Her departure was noteworthy due to a surprising[3] conversation between Southerlyn and Branch in the very last scene of the episode. At the close of the show, Branch dismisses Southerlyn because he feels she is too sympathetic toward defendants, and that her emotions get in the way of looking at the facts. A stunned Southerlyn pauses for a moment, then asks, “Is this because I’m a lesbian?” Taken aback by the accusation, Branch protests, “No. Of course not. No.” Her final line is “Good.... Good.”[4] This is the first and only instance that Southerlyn’s homosexuality was ever explicitly mentioned,[3] although there had been subtle hints in earlier episodes. In the 2003 episode “Mother’s Day,” Southerlyn is asked out for coffee by the female defense attorney, and later the same woman asks her out for drinks.[5] In the 2004 episode “Gov Love,” she is uncomfortable with a case in which McCoy successfully seeks to have same-sex marriage declared illegal in New York in order to get testimony from a gay defendant’s spouse. Southerlyn had objected to this and refused to assist McCoy, but her sexual orientation was never mentioned.[6]
She mentions in another episode that she dated a male college student while she was still in high school and that he is now a New York State Senator.[7]
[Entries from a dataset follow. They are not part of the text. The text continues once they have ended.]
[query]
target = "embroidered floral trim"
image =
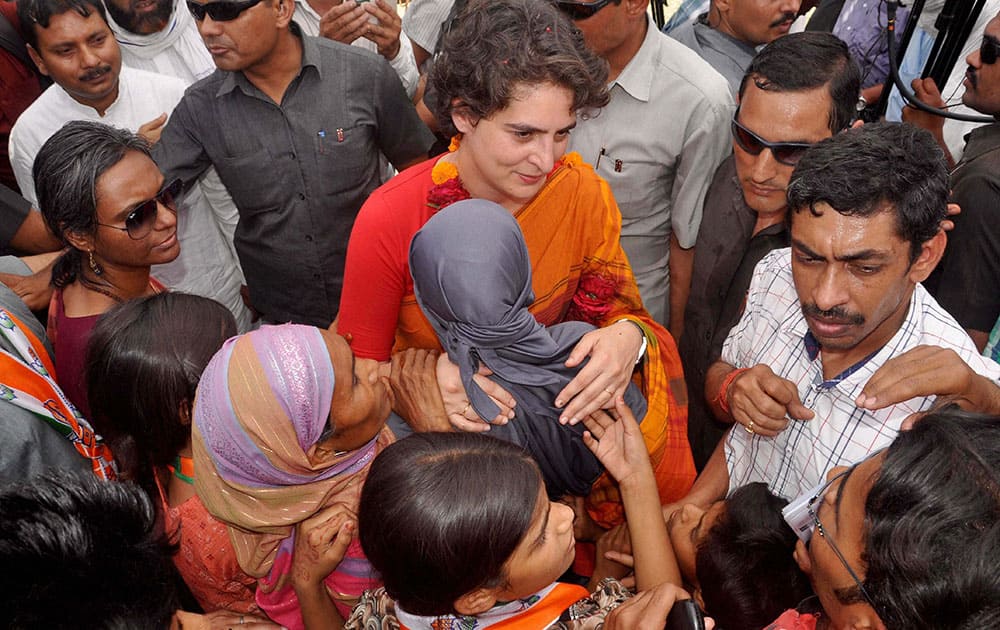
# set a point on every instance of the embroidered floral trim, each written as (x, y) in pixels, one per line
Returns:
(448, 187)
(592, 300)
The decision to announce Southerlyn’s homosexuality only as the character left the show was widely denounced both by fans and critics.[8][9][10][11][12][13] Slate’s Dana Stevens called the line “a cheap stunt”,[10] as did USA Today’s Robert Bianco[11] and numerous fans.[14][15] The media director for the Gay & Lesbian Alliance Against Defamation (GLAAD) stated to Chicago Tribune television critic Maureen Ryan, “For a show that usually employs gay and lesbian characters as sensational plot devices, it’s really disappointing to have one of the leads come out five seconds before she exits the show,” and Ryan cited as “typical” a fan comment from Universal Television’s fan forum that read, “They have never discussed her sexuality on the show before and all of a sudden, she’s gay in her last two lines? Terrible writing decision.”[12] Tim Goodman of the San Francisco Chronicle joined those calling the move a “cheap stunt”, adding, “but here’s why it didn’t work: Anyone who knows anything about gay people knows that no lesbian could ever be that bad of an actress.”[16] Diane Holloway of the Austin American-Statesman was one of many critics who chose to answer Southerlyn’s on-screen question, while citing her as third runner-up for a list of “the most annoying actors on television”.